Katrina has also given rise to fears that alligators and poisonous snakes have been flushed from the swamps, but wildlife experts say they probably won't pose a major risk. However, they warn that rabies is always a concern when wild animals and humans are forced together by circumstance.
By late Wednesday, most hospitals in the hurricane-ravaged region were evacuating their patients to hospitals as far away as Houston.
Ochsner officials said they are not planning to evacuate the entire hospital. Out of their 580 beds, they have approximately 300 left, and they plan to evacuate 150 of them.
Those left will be the most at-risk patients, which includes Hayden. The doctors and nurses of the neo-natal intensive care unit are managing to hold out. Their generators are still running, and they are able to power everything but the air conditioners.
However, morale is high. Through all the devastation, one nurse managed to make a joke. "It's extremely hot and we're all uncomfortable," she said, "but they let us dress like we want."
Ironically, while the heat is causing so much misery for the hospital workers, is a blessing in disguise for the babies. The nurses usually have to worry about the babies getting cold.
Under constant care, 3-week-old Hayden is doing fine. The maintenance staff erected a temporary tent above his bed to shelter him from leaks that sprung up during the storm.
Those Who Stay and Those Who Go
Before Katrina slammed into New Orleans, Hayden's parents had to be convinced to leave.

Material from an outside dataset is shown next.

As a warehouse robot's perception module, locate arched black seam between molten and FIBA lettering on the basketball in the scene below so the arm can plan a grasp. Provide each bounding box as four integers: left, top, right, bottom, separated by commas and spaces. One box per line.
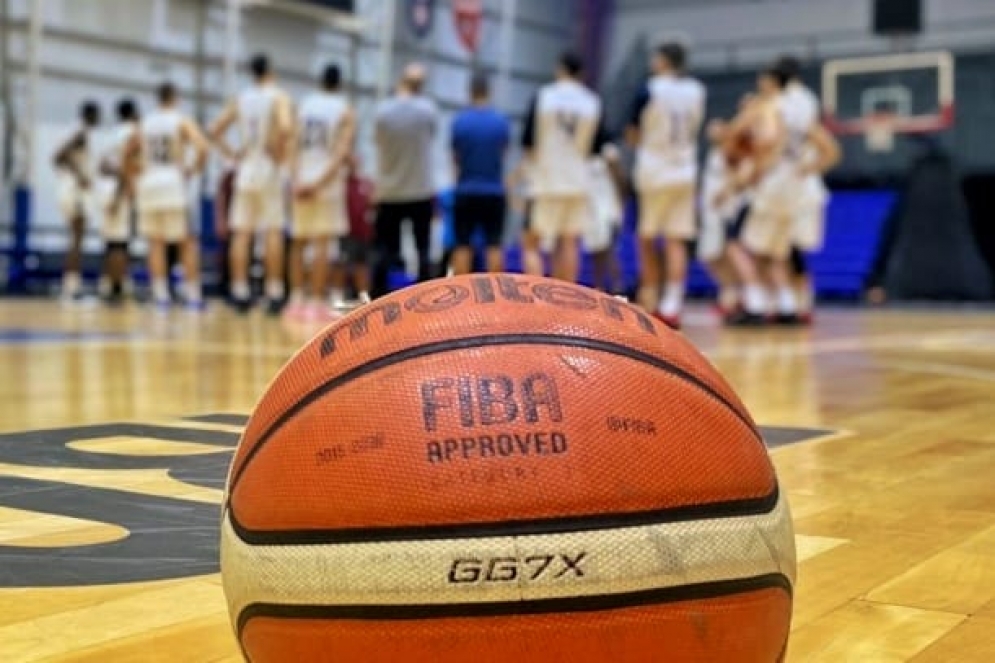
229, 334, 763, 494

Family members were encouraged to evacuate because the doctors and nurses of the Ochsner clinic have enough on their hands with caring for the patients, and caring for each other.
The 500 men and women of Ochsner clinic may not be hanging from helicopters and rescuing people from rooftops, but there are plenty of people who still consider them heroes: for risking their own lives by braving the hurricane and the flood and the heat.